I am not frightened by much, on film anyway. I love horror; I just don’t tremble while watching it. There is plenty in the real world that could raise a goose bump or two (on those less brave than yours truly), but real-world frights have little to do monsters and generally less to do with to logic, both stables of cinematic horror, even if the logic is a bit skewed. The unknown is what make us pale and wide-eyed. As soon as something is identified, qualified, defined, its magic is depleted. It can be depressing, morbid, and life-crushing, but not frightening. Sense and horror do not go together.
Which brings me to 8 Butterflies. Sense is nowhere to be found, and coherence is just out of reach. There is a story, more or less, but it is the story of a dream. Locations are flexible, time is fluid, and identities lack an anchor. Don’t let any of that bother you; it is exactly as it should be. There is a man in pain, searching where he shouldn’t. There is a woman, who thinks she can handle the situation, and digs up answers to questions she shouldn’t have asked. And there is a transformation.

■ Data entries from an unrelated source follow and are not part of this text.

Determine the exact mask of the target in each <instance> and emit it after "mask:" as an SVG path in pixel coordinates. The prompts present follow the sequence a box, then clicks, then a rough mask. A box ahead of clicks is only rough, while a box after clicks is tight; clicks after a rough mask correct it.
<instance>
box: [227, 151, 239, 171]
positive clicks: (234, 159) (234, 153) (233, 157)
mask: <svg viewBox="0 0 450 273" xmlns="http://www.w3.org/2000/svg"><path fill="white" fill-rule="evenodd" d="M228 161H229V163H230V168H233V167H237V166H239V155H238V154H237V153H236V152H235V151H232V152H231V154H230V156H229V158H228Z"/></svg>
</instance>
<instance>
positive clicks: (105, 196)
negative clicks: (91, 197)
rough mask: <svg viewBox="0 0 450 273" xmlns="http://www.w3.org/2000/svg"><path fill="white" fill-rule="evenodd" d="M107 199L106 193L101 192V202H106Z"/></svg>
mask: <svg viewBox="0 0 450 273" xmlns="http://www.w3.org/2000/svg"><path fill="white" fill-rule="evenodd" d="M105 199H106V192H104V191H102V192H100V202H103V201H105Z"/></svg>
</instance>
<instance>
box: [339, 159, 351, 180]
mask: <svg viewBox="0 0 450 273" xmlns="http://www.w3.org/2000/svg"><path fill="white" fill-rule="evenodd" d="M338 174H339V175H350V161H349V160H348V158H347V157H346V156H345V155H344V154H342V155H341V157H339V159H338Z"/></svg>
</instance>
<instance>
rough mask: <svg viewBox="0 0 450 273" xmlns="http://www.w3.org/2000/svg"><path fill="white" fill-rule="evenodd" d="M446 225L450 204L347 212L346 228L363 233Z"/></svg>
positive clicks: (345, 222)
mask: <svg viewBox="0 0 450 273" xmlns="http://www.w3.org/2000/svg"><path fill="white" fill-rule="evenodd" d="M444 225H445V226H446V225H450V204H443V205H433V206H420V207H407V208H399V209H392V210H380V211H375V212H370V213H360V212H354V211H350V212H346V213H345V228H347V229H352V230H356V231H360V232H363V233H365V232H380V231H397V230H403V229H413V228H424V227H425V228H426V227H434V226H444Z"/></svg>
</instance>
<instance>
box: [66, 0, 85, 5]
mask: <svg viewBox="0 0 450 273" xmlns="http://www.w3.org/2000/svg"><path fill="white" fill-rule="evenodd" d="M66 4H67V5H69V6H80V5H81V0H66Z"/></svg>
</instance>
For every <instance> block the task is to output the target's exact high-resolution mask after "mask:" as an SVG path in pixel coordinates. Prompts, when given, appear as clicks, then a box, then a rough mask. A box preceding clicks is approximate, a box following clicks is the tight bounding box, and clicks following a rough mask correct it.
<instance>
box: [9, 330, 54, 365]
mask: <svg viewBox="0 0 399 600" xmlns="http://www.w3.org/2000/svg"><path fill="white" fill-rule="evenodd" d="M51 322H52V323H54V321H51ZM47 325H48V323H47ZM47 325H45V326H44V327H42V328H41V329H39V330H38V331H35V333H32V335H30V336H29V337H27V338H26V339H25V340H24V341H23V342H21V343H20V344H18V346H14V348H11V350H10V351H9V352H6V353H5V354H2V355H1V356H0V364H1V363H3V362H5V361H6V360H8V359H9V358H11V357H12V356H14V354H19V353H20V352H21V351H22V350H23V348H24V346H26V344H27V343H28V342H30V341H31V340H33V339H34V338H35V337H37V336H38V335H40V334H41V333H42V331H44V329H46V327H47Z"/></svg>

Director Nick Narciso has created a tone poem: twisted, disturbed, and interpretable in a hundred ways, all of them troubling. 8 Butterflies may not make sense, but that doesn’t imply it is meaningless, or that it meanders. It has a course, through dim hallways, round a chapel, and past a goat, with pain as our guide. Does it all sound pretentious? It isn’t, though perhaps I am in my attempt to describe it. You can’t discuss this film with the normal phrases you would use to express why you like apples. Sometimes words don’t do the trick, which is why we have film after all.
If your taste in horror is limited to slashers and torture porn on one side of the pendulum, or to clever character-driven gothic tales on the other, 8 Butterflies will leave you baffled. If you lean more toward Susperia, then this is your kind of creepy.